What is the difference between dissolved and dormant?
By DormantFile · Updated 28 March 2026
"Dormant" and "dissolved" are very different things, though they are often confused. The distinction matters because it determines whether you still need to file.
Dormant
A dormant company is still active on the Companies House register but has no significant accounting transactions. It exists as a legal entity — it has a company number, registered office, and directors. It just is not trading.
Filing obligations: A dormant company must still file annual accounts to Companies House, a confirmation statement, and (if registered for Corporation Tax) a CT600 to HMRC every year.
Dissolved
A dissolved company has been removed from the Companies House register. It no longer exists as a legal entity. Its company number is marked as dissolved, and it has no directors, no registered office, and no obligations.
Filing obligations: None. A dissolved company has no filing requirements.
How a company gets dissolved
- Voluntary strike-off (DS01): The directors apply to Companies House to have the company struck off. This takes about 3 months and costs £33.

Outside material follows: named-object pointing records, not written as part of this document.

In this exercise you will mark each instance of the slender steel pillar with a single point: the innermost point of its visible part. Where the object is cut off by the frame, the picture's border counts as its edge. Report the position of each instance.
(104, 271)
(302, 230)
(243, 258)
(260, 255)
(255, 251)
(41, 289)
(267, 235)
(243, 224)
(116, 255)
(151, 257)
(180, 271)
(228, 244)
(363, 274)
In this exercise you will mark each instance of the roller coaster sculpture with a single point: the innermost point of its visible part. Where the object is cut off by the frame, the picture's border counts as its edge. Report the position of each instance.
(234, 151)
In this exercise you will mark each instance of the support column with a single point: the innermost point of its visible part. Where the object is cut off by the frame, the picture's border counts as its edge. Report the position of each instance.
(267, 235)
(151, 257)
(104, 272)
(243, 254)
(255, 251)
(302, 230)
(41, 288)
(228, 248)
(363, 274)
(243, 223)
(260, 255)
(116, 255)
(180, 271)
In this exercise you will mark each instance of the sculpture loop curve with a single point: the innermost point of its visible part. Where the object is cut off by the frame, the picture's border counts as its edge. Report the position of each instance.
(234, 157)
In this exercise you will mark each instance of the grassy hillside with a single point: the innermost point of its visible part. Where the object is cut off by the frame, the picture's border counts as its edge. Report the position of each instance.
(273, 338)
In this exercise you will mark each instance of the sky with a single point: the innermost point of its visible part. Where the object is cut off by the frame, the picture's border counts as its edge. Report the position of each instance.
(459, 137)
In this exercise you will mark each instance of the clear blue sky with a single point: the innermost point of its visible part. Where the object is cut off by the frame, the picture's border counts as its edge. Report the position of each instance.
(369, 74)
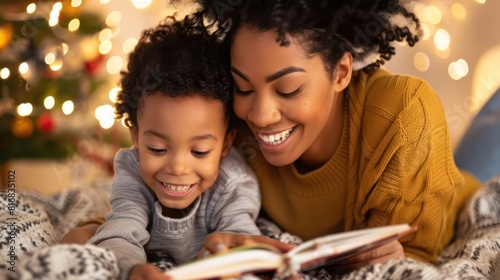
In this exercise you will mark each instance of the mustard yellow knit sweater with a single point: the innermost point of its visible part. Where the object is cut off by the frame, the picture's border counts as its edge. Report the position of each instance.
(393, 165)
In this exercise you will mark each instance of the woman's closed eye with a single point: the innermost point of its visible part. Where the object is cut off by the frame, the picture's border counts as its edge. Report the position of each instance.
(291, 93)
(157, 151)
(200, 154)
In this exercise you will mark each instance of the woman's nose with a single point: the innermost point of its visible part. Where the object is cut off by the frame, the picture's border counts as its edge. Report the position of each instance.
(264, 111)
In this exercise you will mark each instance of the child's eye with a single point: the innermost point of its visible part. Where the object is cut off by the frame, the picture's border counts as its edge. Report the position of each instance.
(242, 92)
(157, 151)
(200, 154)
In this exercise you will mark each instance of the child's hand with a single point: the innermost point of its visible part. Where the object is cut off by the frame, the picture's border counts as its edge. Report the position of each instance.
(81, 234)
(384, 253)
(220, 242)
(146, 271)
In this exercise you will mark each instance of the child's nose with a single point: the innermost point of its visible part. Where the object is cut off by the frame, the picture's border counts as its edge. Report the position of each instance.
(178, 165)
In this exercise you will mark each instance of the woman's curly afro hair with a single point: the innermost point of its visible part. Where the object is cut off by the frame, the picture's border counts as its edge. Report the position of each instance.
(177, 58)
(326, 27)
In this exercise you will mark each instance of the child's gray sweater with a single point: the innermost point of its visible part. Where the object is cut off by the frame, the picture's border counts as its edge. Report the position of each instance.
(136, 224)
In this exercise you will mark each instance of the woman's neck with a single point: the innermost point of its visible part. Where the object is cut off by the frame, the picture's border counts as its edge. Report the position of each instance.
(328, 141)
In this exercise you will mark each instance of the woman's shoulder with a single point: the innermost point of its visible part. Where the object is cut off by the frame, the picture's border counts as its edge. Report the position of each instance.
(395, 90)
(395, 104)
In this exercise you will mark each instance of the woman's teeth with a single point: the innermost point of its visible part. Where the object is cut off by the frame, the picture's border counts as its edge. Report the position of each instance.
(176, 188)
(277, 138)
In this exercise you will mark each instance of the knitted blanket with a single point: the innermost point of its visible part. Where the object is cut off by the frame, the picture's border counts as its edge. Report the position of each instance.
(31, 226)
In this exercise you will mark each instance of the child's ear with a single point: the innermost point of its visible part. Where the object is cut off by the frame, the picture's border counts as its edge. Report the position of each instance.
(133, 134)
(228, 142)
(343, 73)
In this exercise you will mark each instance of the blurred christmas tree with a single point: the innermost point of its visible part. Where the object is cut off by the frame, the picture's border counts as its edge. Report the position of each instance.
(49, 69)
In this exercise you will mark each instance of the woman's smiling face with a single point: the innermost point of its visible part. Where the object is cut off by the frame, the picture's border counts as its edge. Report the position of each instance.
(285, 96)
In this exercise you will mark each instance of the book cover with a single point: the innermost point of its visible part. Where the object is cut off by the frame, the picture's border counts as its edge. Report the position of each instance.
(257, 258)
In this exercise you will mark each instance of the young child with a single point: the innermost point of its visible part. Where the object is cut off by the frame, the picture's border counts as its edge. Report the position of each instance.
(181, 180)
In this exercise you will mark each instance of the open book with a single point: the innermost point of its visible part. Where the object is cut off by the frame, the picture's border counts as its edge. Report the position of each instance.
(257, 258)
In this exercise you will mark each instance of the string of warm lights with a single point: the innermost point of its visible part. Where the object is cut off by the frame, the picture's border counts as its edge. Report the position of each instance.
(431, 15)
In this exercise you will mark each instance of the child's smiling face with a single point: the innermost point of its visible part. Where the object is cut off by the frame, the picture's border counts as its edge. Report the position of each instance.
(181, 141)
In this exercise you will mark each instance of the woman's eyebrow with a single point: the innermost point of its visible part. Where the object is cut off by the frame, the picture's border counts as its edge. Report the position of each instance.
(271, 77)
(283, 72)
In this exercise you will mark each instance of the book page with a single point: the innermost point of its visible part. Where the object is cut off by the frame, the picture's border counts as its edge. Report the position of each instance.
(322, 250)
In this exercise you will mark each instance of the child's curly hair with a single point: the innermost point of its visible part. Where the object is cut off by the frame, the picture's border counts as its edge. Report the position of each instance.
(327, 27)
(177, 58)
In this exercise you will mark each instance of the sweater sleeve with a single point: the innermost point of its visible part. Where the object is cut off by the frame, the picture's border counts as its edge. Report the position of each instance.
(125, 230)
(235, 205)
(410, 176)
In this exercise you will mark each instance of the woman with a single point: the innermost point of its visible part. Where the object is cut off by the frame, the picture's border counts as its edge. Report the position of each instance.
(337, 143)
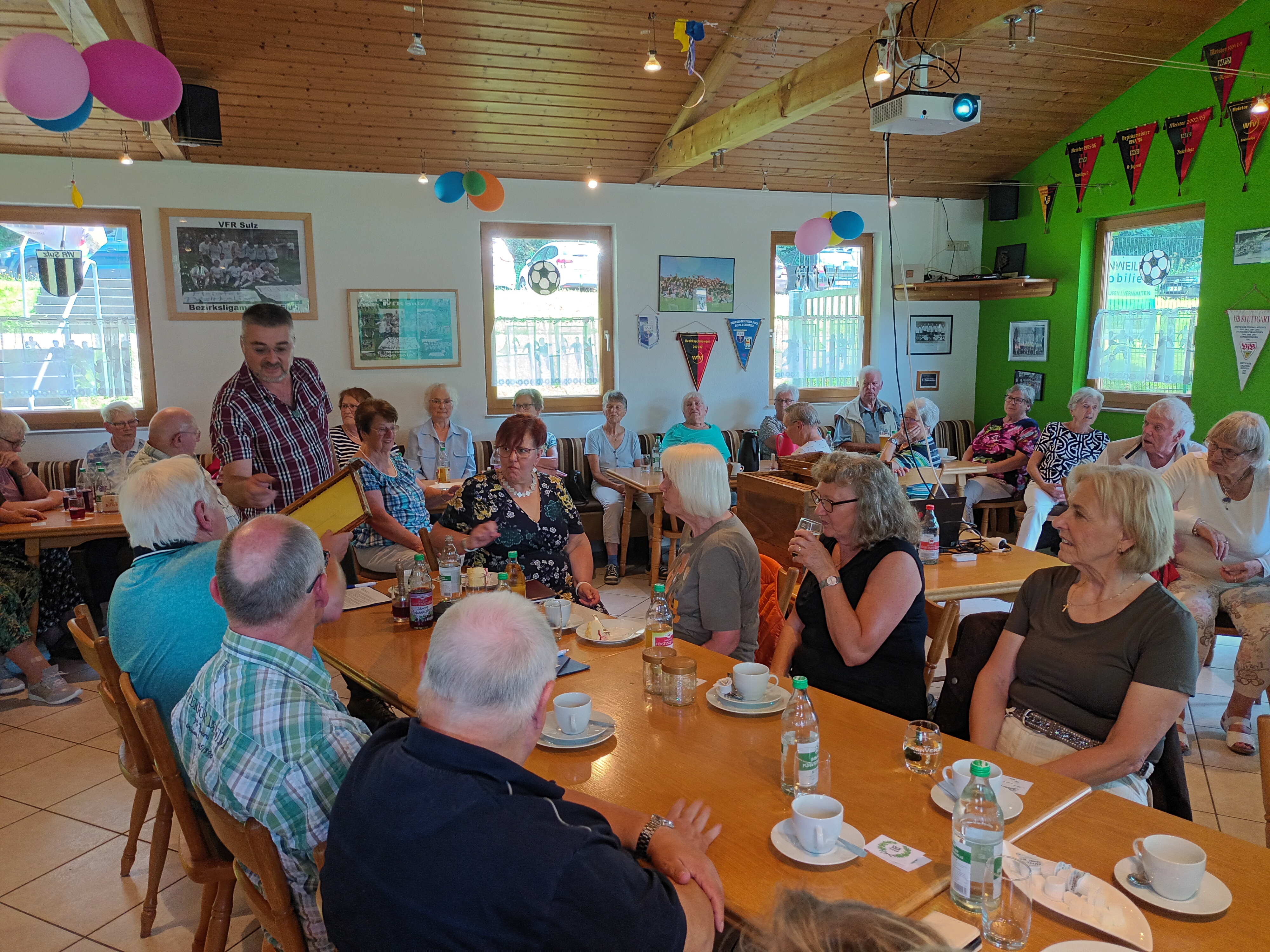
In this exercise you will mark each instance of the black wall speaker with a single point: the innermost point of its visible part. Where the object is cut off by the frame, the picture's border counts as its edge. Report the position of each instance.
(199, 117)
(1003, 201)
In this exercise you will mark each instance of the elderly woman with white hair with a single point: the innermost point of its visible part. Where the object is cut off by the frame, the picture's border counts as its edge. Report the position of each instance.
(714, 582)
(1060, 450)
(1222, 519)
(1097, 658)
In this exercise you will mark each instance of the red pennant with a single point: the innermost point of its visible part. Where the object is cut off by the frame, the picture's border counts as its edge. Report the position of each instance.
(697, 351)
(1083, 155)
(1135, 147)
(1225, 59)
(1186, 134)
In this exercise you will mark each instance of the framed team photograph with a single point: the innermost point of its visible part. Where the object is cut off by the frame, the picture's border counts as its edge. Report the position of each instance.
(403, 328)
(1029, 341)
(220, 263)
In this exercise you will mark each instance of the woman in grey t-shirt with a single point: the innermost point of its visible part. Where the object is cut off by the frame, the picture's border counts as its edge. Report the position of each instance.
(1097, 659)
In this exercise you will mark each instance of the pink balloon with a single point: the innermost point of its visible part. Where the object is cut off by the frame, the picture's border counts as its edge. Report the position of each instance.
(43, 76)
(133, 79)
(813, 235)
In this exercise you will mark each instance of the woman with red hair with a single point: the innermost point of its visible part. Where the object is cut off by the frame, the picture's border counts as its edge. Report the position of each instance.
(520, 510)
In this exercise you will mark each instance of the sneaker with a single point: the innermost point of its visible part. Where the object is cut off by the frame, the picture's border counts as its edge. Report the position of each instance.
(53, 689)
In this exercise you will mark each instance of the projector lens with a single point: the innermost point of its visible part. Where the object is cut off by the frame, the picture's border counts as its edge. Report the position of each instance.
(966, 107)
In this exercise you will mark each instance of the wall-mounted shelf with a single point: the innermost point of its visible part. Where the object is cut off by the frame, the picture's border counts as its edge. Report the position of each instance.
(995, 290)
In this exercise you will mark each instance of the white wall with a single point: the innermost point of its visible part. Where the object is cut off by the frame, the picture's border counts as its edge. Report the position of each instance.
(385, 232)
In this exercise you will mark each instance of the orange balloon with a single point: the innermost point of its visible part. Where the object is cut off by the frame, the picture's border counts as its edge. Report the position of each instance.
(492, 199)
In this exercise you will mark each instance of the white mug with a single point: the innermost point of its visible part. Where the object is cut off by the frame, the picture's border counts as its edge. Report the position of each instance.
(1175, 865)
(961, 776)
(752, 680)
(817, 822)
(573, 711)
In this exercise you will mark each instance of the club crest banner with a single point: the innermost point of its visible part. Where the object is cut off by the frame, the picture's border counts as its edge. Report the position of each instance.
(1186, 133)
(697, 351)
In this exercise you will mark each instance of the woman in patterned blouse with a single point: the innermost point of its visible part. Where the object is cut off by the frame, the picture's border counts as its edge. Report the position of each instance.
(519, 510)
(1060, 450)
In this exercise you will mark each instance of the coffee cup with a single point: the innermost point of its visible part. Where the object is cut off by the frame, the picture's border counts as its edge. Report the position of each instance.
(573, 711)
(817, 822)
(1175, 865)
(752, 680)
(959, 775)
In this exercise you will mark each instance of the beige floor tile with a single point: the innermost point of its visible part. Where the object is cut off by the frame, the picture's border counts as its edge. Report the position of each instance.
(176, 925)
(25, 934)
(1236, 793)
(21, 748)
(93, 880)
(43, 842)
(64, 775)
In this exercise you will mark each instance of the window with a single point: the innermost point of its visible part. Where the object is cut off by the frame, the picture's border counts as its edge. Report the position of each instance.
(74, 322)
(821, 317)
(548, 327)
(1146, 301)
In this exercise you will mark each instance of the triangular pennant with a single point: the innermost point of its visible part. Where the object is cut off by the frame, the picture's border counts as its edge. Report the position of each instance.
(1186, 134)
(1225, 59)
(745, 331)
(697, 351)
(1249, 331)
(1083, 155)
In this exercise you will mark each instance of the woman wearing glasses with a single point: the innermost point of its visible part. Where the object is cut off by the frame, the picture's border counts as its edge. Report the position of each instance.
(859, 624)
(519, 510)
(1222, 520)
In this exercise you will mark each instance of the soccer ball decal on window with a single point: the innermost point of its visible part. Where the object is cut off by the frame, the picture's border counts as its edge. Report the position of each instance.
(1154, 267)
(544, 279)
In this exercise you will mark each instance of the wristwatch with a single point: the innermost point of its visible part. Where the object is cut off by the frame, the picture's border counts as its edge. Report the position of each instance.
(653, 826)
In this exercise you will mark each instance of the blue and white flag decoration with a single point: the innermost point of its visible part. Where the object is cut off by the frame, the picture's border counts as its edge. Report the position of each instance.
(745, 331)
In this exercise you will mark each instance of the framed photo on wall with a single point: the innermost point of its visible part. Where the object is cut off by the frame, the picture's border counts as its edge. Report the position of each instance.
(1029, 341)
(403, 328)
(220, 263)
(930, 334)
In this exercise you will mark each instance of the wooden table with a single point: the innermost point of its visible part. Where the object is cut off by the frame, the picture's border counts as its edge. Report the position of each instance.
(1098, 832)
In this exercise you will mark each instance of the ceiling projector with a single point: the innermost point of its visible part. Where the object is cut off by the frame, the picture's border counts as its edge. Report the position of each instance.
(919, 114)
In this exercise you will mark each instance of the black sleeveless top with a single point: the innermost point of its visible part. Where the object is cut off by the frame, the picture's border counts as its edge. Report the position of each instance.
(892, 681)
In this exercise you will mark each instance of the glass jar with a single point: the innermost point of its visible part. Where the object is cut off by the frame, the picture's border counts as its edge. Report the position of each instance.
(653, 658)
(680, 681)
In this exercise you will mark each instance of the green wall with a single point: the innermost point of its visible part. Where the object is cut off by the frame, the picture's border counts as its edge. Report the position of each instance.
(1067, 252)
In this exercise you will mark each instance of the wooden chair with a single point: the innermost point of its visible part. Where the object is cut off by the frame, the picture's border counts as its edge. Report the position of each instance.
(255, 851)
(135, 761)
(203, 856)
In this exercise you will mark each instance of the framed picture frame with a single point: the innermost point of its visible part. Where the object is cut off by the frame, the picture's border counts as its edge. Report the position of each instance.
(697, 285)
(218, 265)
(403, 328)
(930, 334)
(1029, 341)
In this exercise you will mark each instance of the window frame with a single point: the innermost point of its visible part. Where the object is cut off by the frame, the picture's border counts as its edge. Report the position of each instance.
(825, 395)
(1104, 228)
(604, 235)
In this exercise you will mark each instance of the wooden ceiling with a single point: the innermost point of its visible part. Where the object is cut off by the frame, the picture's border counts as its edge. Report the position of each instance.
(542, 89)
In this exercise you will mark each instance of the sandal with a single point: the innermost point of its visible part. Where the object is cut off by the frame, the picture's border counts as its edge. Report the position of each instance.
(1239, 736)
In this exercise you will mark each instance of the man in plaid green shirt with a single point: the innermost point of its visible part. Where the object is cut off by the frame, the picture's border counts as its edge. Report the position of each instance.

- Compulsory strike-off: Companies House strikes off the company, usually because it failed to file for an extended period.
Which should you choose?
If you want to keep the company for future use or to protect the name, keep it dormant and file each year. We handle both filings (accounts and CT600) from £19/year. If you are certain you will never need the company again, dissolve it using the DS01 process to end all filing obligations permanently.